Dirac manifolds

A Dirac structure on a vector space $V$ is a subspace of $V$ with a skew form on it. It is shown that these structures correspond to subspaces of $V \oplus {V^{\ast}}$ satisfying a maximality condition, and having the property that a certain symmetric form on $V \oplus {V^{\ast}}$ vanishes when restricted to them. Dirac structures on a vector space are analyzed in terms of bases, and a generalized Cayley transformation is defined which takes a Dirac structure to an element of $O(V)$. Finally a method is given for passing a Dirac structure on a vector space to a Dirac structure on any subspace.

Dirac structures on vector spaces are generalized to smooth Dirac structures on a manifold $P$, which are defined to be smooth subbundles of the bundle $TP \oplus {T^{\ast}}P$ satisfying pointwise the properties of the linear case. If a bundle $L \subset TP \oplus {T^{\ast}}P$ defines a Dirac structure on $P$, then we call $L$ a Dirac bundle over $P$. A $3$-tensor is defined on Dirac bundles whose vanishing is the integrability condition of the Dirac structure. The basic examples of integrable Dirac structures are Poisson and presymplectic manifolds; in these cases the Dirac bundle is the graph of a bundle map, and the integrability tensors are $[B,B]$ and $d\Omega$ respectively.
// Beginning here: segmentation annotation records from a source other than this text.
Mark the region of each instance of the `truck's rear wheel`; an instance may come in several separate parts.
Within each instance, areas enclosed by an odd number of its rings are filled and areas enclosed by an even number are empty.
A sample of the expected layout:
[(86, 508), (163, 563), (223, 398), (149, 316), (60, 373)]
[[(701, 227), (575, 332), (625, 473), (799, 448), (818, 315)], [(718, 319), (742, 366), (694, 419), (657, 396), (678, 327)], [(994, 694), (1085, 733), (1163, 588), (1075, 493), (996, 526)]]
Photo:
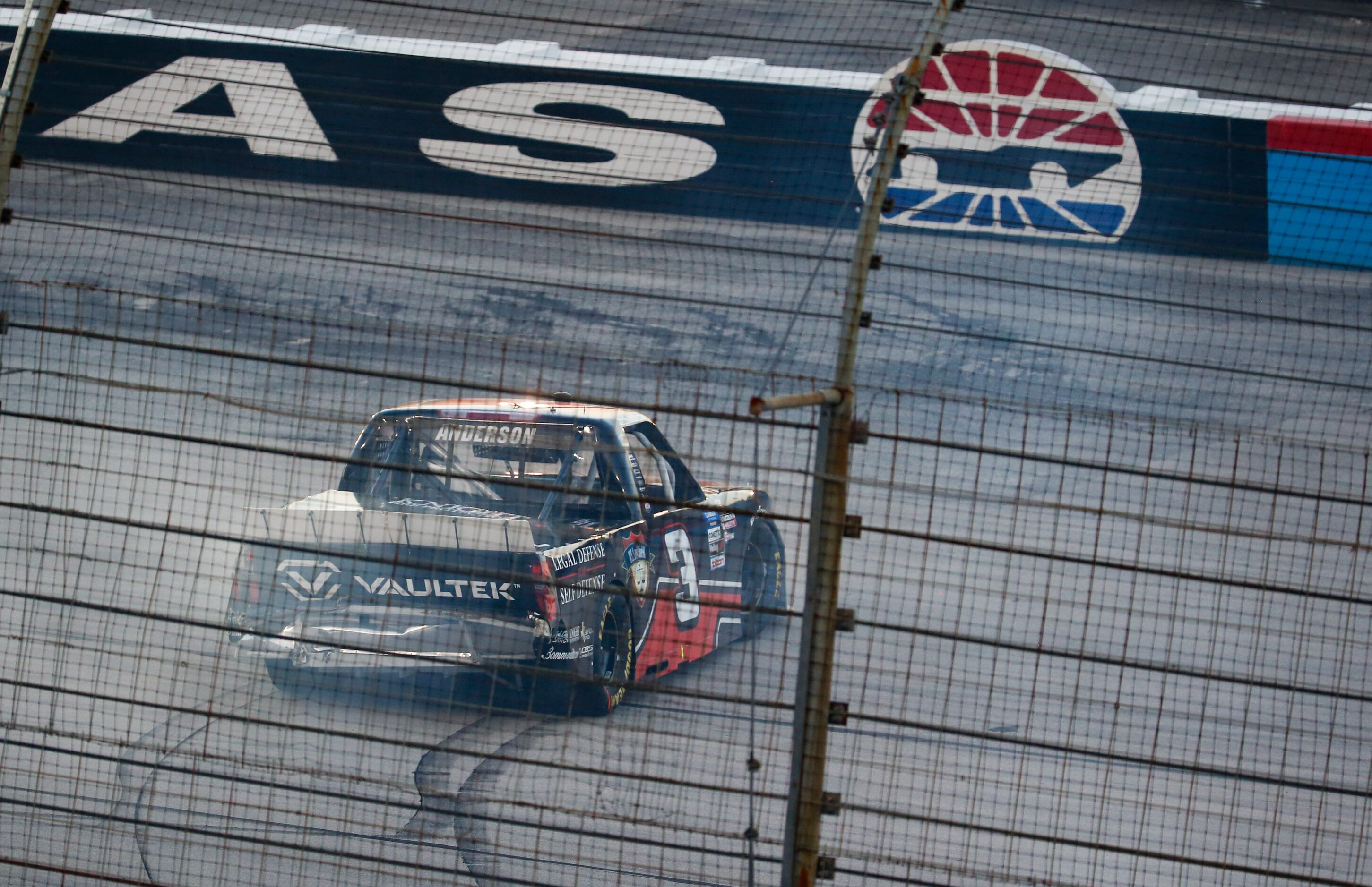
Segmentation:
[(628, 602), (612, 595), (601, 611), (600, 631), (590, 655), (590, 680), (541, 679), (536, 702), (553, 714), (600, 717), (624, 698), (624, 684), (634, 673), (634, 628)]
[(742, 583), (744, 636), (756, 637), (779, 617), (755, 609), (781, 610), (786, 606), (786, 552), (781, 535), (770, 521), (759, 521), (748, 536)]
A function $f$ on a Dirac manifold is called admissible if there is a vector field $X$ such that the pair $(X,df)$ is a section of the Dirac bundle $L$; the pair $(X,df)$ is called an admissible section. The set of admissible functions is shown to be a Poisson algebra.

A process is given for passing Dirac structures to a submanifold $Q$ of a Dirac manifold $P$. The induced bracket on admissible functions on $Q$ is in fact the Dirac bracket as defined by Dirac for constrained submanifolds.